Il n’est d’ailleurs pas anodin que le premier geste de Calderoni soit de s’asperger du contenu d’une bombonne de fixatif, métaphore de cette hétéronormativité qui cherche à la pétrifier dans une immobilité sémantique. Contre cette volonté d’arrêter le sujet dans sa binarité, Calderoni répond tantôt en augmentant la signalétique genrée, tantôt en s’en dépouillant (des postiches qui tiennent lieu de toison pubienne, une fausse barbe portée pour déclamer un « manifeste du monstre », un soutien-gorge rembourré de vêtements, etc.). Le corps qu’elle montre sur scène, bien qu’exposé, n’est jamais « nu » au sens où il serait dépouillé de signes, la chair glabre de l’actrice se présentant comme lieu d’une résistance toujours active contre les tentatives d’inscription successives du genre.

Le « what are you exactly ? » constamment répété jette aussi la lumière (et c’est sans doute pour cela que les spectateurs sont éclairés par une lumière rose) sur notre propre voyeurisme. La question recoupe la problématique de la monstruosité scientifiquement déclarée du corps ambigu, que Calderoni soulève dans le parcours sémiotique qu’elle effectue à travers le dictionnaire, sensé lui révéler qui elle est dans une succession de terminologies et de définitions qui font violence à son identité. Or, MDLSX vise précisément à déconstruire ce rapport de force entre celui qui nomme et celui qui est nommé.

mdlsx_motusc_ilenia_caleo_dsc07956_0

Coin Operated Boy

Les vidéos montrées à l’écran tout au long de la performance sont ici les principaux vecteurs de ce discours normatif ; l’une des premières est une vidéo familiale qui montre une jeune adolescente, Calderoni, interrogée sur des sujets triviaux par sa mère. L’actrice dit bien connaître ce film puisqu’il aurait servi à un médecin pour soutenir sa théorie sur l’assignation culturelle des sexes. Plus tard, elle rejouera aussi sur scène la séance photo dans laquelle elle pose pour un ouvrage scientifique qui présente son évolution physique comme la manifestation d’une anomalie sexuelle (hermaphrodisme).

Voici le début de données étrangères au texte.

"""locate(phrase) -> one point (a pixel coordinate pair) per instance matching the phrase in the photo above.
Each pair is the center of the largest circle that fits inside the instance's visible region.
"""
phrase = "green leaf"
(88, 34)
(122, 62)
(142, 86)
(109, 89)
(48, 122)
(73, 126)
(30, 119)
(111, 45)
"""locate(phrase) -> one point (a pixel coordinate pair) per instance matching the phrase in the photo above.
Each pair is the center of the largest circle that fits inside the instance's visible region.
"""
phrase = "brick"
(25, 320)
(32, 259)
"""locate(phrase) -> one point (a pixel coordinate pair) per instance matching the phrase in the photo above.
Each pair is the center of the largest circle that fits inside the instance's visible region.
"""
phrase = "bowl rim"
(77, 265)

Calderoni s’emploie à transformer son corps pour désamorcer le discours en le présentant comme tel et en refusant de l’actualiser. La queue de sirène qu’elle porte en fin de spectacle est le signe manifeste de ce désir de donner à voir un corps marqué du sceau de l’indéterminé, meurtri et contraint par la manière dont on le parle. Impression reconduite par la séquence où l’actrice, nue, étendue au sol sous le faisceau d’un laser vert, remonte sporadiquement le bassin pour faire entrer son sexe en contact avec le jet de lumière. Sur une explosion de distorsion musicale, la ligne de partage qui divise son corps en deux est alors brisée.

Il n’est pas innocent que les vidéos montrant ce corps à différents moments de sa transformation nous soient livrées à travers un cercle de petite dimension qui orne le coin gauche de l’écran et qui rappelle un peep hole. La pièce nous confronte ainsi à notre propre pulsion scopique et à la manière dont l’œil encarcane le sujet sur lequel il se pose. En témoigne le long extrait où l’on voit l’actrice onduler sous l’eau dans la piscine d’un étrange peep show ; Calderoni y nage les yeux clos, regardée par tous. S’installe alors un rapport où l’objet regardé est placé sous le joug du sujet regardant. Cependant, lorsque Calderoni ouvre les yeux pour observer les clients, elle inverse ce rapport et endosse une posture de riposte active en rendant son œillade au voyeur.

motus_cilaria_scarpa_9538

L’écueil de la dualité

Il faut par ailleurs saluer le fait qu’au mélange des identités de genre répond la mixité générique entre autobiographie, performance et danse. Ainsi, le brouillage des frontières et la multiplicité que revendiquent Motus sont dédoublés par l’hybridité de l’objet qu’ils nous offrent dans un heureux recoupement où il devient volontairement difficile de départager le biographique de la fiction narrative. C’est aussi dans cet esprit de mixité que le je du monologue se mêle au nous de la réflexion entamée sur les stratégies de solidarisation des groupes marginaux permises justement par le langage. Ces considérations recoupent l’extrait audio d’une entrevue entre Alejandro Jodorowsky et Paul B. Preciado (auteur de Testo junkie et du Manifeste contra-sexuel) où ce dernier définit l’origine du mot queer, insulte qui donne naissance à des tactiques de réappropriations et de détournement du discours visant à transformer les armes de la normativité en outils de riposte sémantique.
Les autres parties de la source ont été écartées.